Parents buying the apartment
“Hadayek Al-Ahram is one of the areas that is categorised as an upper middle- or middle-class area and apartments are still being sold at good prices. A 150 sqm apartment can cost around EGP 500,000, which is something you can never find in Egypt’s current top areas like Sixth of October or Fifth Settlement,” said Gomaa Mohamed, a broker from the Hadayek Al-Ahram district.
He explained that whenever a young man buys an apartment on his own, he pays a very small down payment, then the owner obliges him to pay a higher monthly instalment.
“Usually families are the ones who are buying for their sons, I rarely find a young man who buys an apartment on his own. Young men mainly apply for affordable housing projects or social housing projects,” Mohamed said.
Hadayek Al-Ahram is a series of lands owned by families and investors who constructed buildings as investments. When asked why the prices of the district are not as expensive as in Sixth of October or other areas, Mohamed said because the roads are not well-constructed there, and that contributes to its low-price margin compared to other areas.
Father buys apartments for his sons and daughters
Amira Hussien, a 25-year-old newly married interior designer, said that she is living with her husband in her apartment.
“My father got an apartment for every one of us, my sisters, brothers, and I. My fiancé already has an apartment, but it is in a low-class area, and we could not sell it to buy another one because the condition of the market is not really helpful, so my father suggested that we can live in my apartment, but my fiancé will get the furniture and bear all the wedding expenses alone,” Abdellatif said.

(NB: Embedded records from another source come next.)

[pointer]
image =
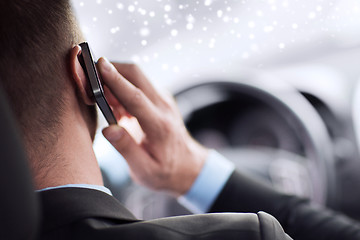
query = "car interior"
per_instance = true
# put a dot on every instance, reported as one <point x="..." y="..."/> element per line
<point x="274" y="87"/>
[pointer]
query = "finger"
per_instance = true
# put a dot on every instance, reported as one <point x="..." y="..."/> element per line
<point x="131" y="97"/>
<point x="134" y="74"/>
<point x="138" y="160"/>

She added that this solution was much better for her fiancé, as they both believe that selling an apartment and buying another would have wasted too much time and money.

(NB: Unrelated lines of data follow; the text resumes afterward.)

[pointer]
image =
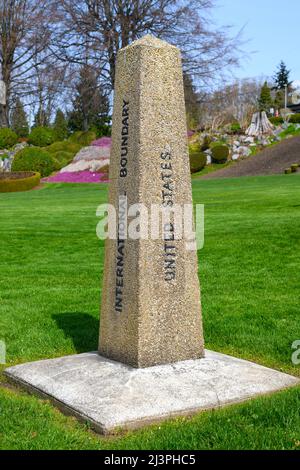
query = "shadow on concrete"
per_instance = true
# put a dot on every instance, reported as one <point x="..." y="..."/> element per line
<point x="82" y="328"/>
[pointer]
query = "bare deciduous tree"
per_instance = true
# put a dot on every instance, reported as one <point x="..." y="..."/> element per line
<point x="108" y="25"/>
<point x="24" y="43"/>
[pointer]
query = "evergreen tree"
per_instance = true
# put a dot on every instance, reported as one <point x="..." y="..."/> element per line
<point x="19" y="123"/>
<point x="279" y="99"/>
<point x="41" y="119"/>
<point x="265" y="101"/>
<point x="282" y="77"/>
<point x="60" y="126"/>
<point x="90" y="105"/>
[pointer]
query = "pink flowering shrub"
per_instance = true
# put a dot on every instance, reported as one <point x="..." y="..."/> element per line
<point x="103" y="142"/>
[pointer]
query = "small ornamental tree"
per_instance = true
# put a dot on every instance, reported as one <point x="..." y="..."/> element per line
<point x="19" y="123"/>
<point x="282" y="77"/>
<point x="60" y="126"/>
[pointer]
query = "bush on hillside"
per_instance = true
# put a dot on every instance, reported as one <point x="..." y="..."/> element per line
<point x="62" y="159"/>
<point x="8" y="138"/>
<point x="206" y="143"/>
<point x="235" y="128"/>
<point x="64" y="146"/>
<point x="220" y="154"/>
<point x="34" y="159"/>
<point x="198" y="159"/>
<point x="41" y="137"/>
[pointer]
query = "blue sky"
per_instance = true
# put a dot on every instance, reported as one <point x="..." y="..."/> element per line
<point x="272" y="28"/>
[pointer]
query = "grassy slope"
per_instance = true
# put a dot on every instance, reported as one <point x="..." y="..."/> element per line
<point x="51" y="270"/>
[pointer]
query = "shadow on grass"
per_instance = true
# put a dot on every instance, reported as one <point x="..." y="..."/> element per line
<point x="82" y="328"/>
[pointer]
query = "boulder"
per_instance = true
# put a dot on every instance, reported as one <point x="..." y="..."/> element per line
<point x="85" y="165"/>
<point x="92" y="153"/>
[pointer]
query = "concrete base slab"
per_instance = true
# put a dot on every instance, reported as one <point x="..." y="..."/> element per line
<point x="110" y="395"/>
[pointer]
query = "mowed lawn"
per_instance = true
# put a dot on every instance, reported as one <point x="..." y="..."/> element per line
<point x="51" y="266"/>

Abdellatif said that she did not worry too much about people’s comments on how her financé is living in her apartment. “We all have financial problems, even the rich have debts. The problem is not what people will say; people will always talk. The problem is that I do not think it would really be fair if we broke up just for an apartment.”
From upmarket villa to rental apartment
Nada Magdy, a 35-year-old English teacher, grew up in an upper middle-class family. She used to live with her family in a two-floor upmarket villa in the city of Sheikh Zayed. Now, she lives with her husband in a small rented apartment in the district of Maadi.
“My father was very considerate of the conditions of my fiancé, he did not really pressure him to buy an apartment. I wish all people would think this way. Everything was good with us, expect that he has no apartment, and for my family, it was not really a big deal,” Magdy said.
Despite old social concepts, some families succeed in prioritising the happiness of their sons or daughters, as placing obstacles in their way has never been good for the interests of both sides.